Türkiye’de aile yapısının değişiminde hem toplumsal hem de ekonomik gelişmelerin yanında rol oynayan diğer bir neden nedir?


CEVAP:

Türkiye’de aile yapısının değişiminde hem toplumsal hem de ekonomik gelişmeler rol oynamıştır. Ancak yapısal dönüşümün ortaya çıkışında sözünü ettiğimiz gelişmeler kadar önemli olan diğer bir neden de devlet eli ile ailenin dönüşümünü sağlamak üzere çıkarılan yasalar ve yapılan toplumsal devrimlerdir. Tüm çabalara rağmen özellikle erkeklerden kaynaklanan ataerkil yapıya özgü davranış ve uygulamalar pek çok yerde karşımıza çıkmaktadır.


#60

SORU:

Aile içi değişimin de esas belirleyicisi nedir? 


CEVAP:

Aile içi değişimin de esas belirleyicisi kadınlardaki değişimdir.


#61

SORU:

Yapısal değişimin hızına aileler ayak uydurabiliyor mu? 


CEVAP:

Ailenin yapısal değişiminin hızına ailenin işlevsel değişimi ayak uyduramamaktadır. Kentlerde bile çekirdek aile, geleneksel geniş aileye özgü davranış kalıplarından kurtulamamaktadır. Babanın buyrultusu altında anne ve çocukların özgürlüklerini kısıtlayıcı davranışlar pek çok ailede varlığını sürdürmektedir.


#62

SORU:

"Kız evlâda dayanan genişlemiş aile" nedir? 


CEVAP:

Türkiye’de yaşanan sanayileşme, kentleşme, ailede kadının yükselen statüsü ve kadınların toplumsal hayatın ekonomi, politika, kültürel etkinlikler gibi farklı boyutlarında daha fazla yer alması farklı bir aile yapısının ortaya çıkmasına neden olmuştur. Kıray, ne modern toplumlarda ne de geleneksel toplumlarda görülmeyen bu yapıyı “kız evlâda dayanan genişlemiş aile” olarak isimlendirmektedir (1964: 119). Bu aile yapısında, kadının anne-babası ile ya da ikisinden biri ile karşılıklı dayanışma ilişkisi kurulmuştur. Yaşlı insanlar böylece güvence altına alınmış öte yandan ev işlerinde kadına destek veren bir işbirliği kurulmuştur.

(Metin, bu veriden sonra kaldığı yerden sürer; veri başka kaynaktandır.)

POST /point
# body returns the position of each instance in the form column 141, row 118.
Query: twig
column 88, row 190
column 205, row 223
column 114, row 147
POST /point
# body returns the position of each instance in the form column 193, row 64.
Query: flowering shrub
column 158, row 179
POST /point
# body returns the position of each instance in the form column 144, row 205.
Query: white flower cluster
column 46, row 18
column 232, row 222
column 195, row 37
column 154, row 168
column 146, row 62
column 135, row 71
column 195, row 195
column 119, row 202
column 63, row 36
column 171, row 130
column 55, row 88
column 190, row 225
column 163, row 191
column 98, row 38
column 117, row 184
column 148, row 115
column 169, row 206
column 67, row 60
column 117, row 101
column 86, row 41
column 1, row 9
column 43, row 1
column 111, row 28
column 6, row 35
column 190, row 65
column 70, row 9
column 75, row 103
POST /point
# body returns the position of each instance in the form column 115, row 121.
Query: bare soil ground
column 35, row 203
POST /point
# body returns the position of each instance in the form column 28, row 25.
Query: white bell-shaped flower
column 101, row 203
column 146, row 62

Kadınların iş hayatına atılmalarında anne babalarından gelen bu destek önemli rol oynamaktadır.


#63

SORU:

Hızlı toplumsal dönüşümün bireyler üzerinde yarattığı uyum baskısına çözüm üreten kurumların başında hangi kurum gelmektedir?


CEVAP:

Aile, küreselleşme sürecini anlatırken değindiğimiz hızlı toplumsal dönüşümün bireyler üzerinde yarattığı uyum baskısına çözüm üreten kurumların başında gelmektedir. Türk ailesi kentlerde bile dayanışmacı işlevini koruyabilmiştir. Bu özelliklerin gelecek nesillere de aktarılması önemlidir. Bu dayanışmacı aile ortamı Türkiye’yi 21. yüzyıla taşımıştır. Toplumun geneline yayılmamakla birlikte gerek devlet, gerek sivil toplum örgütleri, gerekse piyasalar modern toplumlara özgü, çocuk bakımevleri, yaşlı evleri gibi faaliyetleri etkinleştirme çabası içindedir.


#64

SORU:

Çevrenin aile işlevlerinin belirlenmesindeki rolü nedir? 


CEVAP:

Çevrenin aile işlevlerinin belirlenmesindeki rolü önemlidir. Kırsal aile, babanın egemenliği ve akrabalık ilişkileri açısından geleneksel ailenin işlevlerine yol açmaktadır. Gecekondu ailesi, toplumsal dönüşüm baskısının en şiddetli olduğu aile tipidir. Göç ederek geleneksel aile ortamının ilişkilerinden uzaklaşan gecekondu ailesi yeni beklentilerin ve yeni değerlerin kaynağıdır. Ancak ailenin bireyin topluma uyum sağlamasına yardım işlevini sürdürülebilmesi önemlidir. 


#65

SORU:

Çiğdem Kâğıtçıbaşı' na göre , modern Türk ailesi nasıl bir evrim geçirmektedir? 


CEVAP:

Çiğdem Kâğıtçıbaşı, modern Türk ailesinin, aile bireyleri arasında duygusal açıdan karşılıklı bağımlılığın korunduğu bir yapıya doğru evrim geçirdiğini ileri sürmektedir. Ailenin, bireyin kişisel ve bilişsel (zihinsel) yeteneklerinin gelişmesinde çok önemli rolü olduğuna işaret etmektedir. Sosyoekonomik düzeyi yüksek ve eğitimli ailelerin, çocuklarının geleceğine yatırım yapma istek ve potansiyellerinin yüksek olduğu ve çocukların okul ve iş yaşamında ulaştıkları başarıda yaşadıkları aile ortamının etkisinin büyük olduğu araştırmalara yansımaktadır.  Bu durum ana-babalık konusunda toplumun eğitilmesi ve desteklenmesi gereğini ortaya çıkarmaktadır. Özellikle, erken insan gelişimine odaklanan ve çocuğa verilen çevresel desteğin geliştirilmesini amaçlayan devlet politikalarına gereksinim vardır.